Backport #1471
closed"Mutual join" deadlock detection faulty in 1.8.6 and 1.8.7
Description
=begin
If a third thread is involved, the code in eval.c in function
rb_thread_join0 to detect a mutual join dead lock is faulty.
This effects ruby 1.8.6 p368 and ruby 1.8.7 p 160 but not ruby 1.9.1 p
129
What seems to be happening is a sequence like this....
main thread grabs mutex
thread two blocks waiting for mutex
thread one blocks waiting for mutex and th->join is set to the main thread.
the main thread unlocks, which wakes thread two.
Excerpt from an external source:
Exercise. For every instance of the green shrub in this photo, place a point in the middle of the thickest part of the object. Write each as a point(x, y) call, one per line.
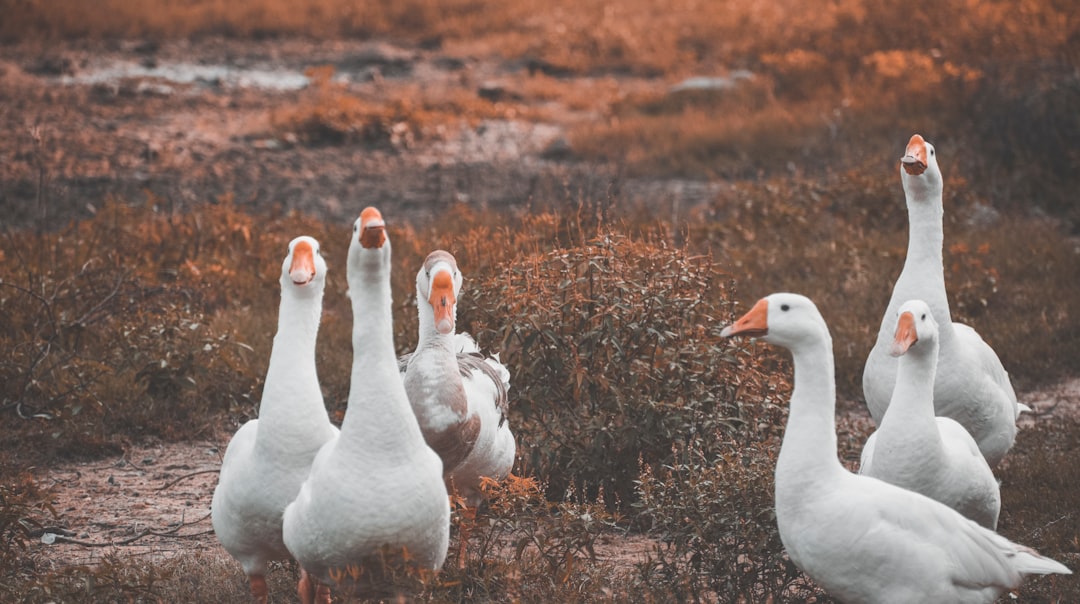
point(613, 359)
Thread two now has mutex, thread one is still blocked.
the main thread attempts to join thread one, rb_thread_join0 notes
that thread one is in a WAIT_JOIN waitfor state AND th->join still
points at the main thread and (erroneously) reports deadlock.
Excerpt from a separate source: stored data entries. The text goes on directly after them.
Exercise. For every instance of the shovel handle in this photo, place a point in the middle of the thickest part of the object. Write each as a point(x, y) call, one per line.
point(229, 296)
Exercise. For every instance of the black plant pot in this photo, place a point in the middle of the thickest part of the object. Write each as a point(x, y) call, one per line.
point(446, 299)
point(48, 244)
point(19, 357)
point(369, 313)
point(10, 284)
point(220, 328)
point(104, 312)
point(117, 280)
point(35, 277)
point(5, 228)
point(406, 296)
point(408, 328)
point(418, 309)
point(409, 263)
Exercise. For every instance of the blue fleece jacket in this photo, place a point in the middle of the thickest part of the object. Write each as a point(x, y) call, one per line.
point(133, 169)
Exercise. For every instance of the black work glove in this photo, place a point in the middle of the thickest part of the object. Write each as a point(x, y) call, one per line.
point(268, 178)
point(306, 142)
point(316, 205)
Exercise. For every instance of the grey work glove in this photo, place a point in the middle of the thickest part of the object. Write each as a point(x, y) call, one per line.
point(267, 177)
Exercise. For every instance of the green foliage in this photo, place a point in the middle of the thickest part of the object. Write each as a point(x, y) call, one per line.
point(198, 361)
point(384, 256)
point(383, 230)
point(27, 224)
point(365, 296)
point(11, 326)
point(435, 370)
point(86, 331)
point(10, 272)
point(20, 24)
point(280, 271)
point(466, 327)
ruby-1.8.7-p160/eval.c================================================
rb_thread_join0(th, limit)
rb_thread_t th;
double limit;
{
enum rb_thread_status last_status = THREAD_RUNNABLE;
if (rb_thread_critical) rb_thread_deadlock();
if (!rb_thread_dead(th)) {
if (th == curr_thread)
rb_raise(rb_eThreadError, "thread 0x%lx tried to join itself",
th->thread);
if ((th->wait_for & WAIT_JOIN) && th->join == curr_thread)
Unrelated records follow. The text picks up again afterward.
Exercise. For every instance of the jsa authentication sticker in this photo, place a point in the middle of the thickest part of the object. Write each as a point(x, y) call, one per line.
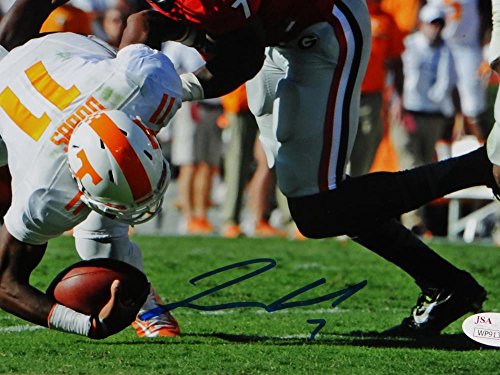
point(483, 328)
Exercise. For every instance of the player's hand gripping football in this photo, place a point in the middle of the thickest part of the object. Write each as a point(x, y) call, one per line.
point(117, 314)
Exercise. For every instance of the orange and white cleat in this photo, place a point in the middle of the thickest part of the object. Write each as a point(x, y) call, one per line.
point(163, 325)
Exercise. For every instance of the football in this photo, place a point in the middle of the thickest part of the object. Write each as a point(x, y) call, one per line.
point(85, 286)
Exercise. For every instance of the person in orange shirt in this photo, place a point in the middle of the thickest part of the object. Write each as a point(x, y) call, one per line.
point(385, 57)
point(405, 13)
rb_raise(rb_eThreadError, "Thread#join: deadlock 0x%lx - mutual join(0x%lx)",
curr_thread->thread, th->thread);
======================================================================
Affected versions.
/opt/ruby/ruby-1.8.6-p368/bin/ruby -v
ruby 1.8.6 (2009-03-31 patchlevel 368) [i686-linux]
/opt/ruby/ruby-1.8.7-p160/bin/ruby -v
ruby 1.8.7 (2009-04-08 patchlevel 160) [i686-linux]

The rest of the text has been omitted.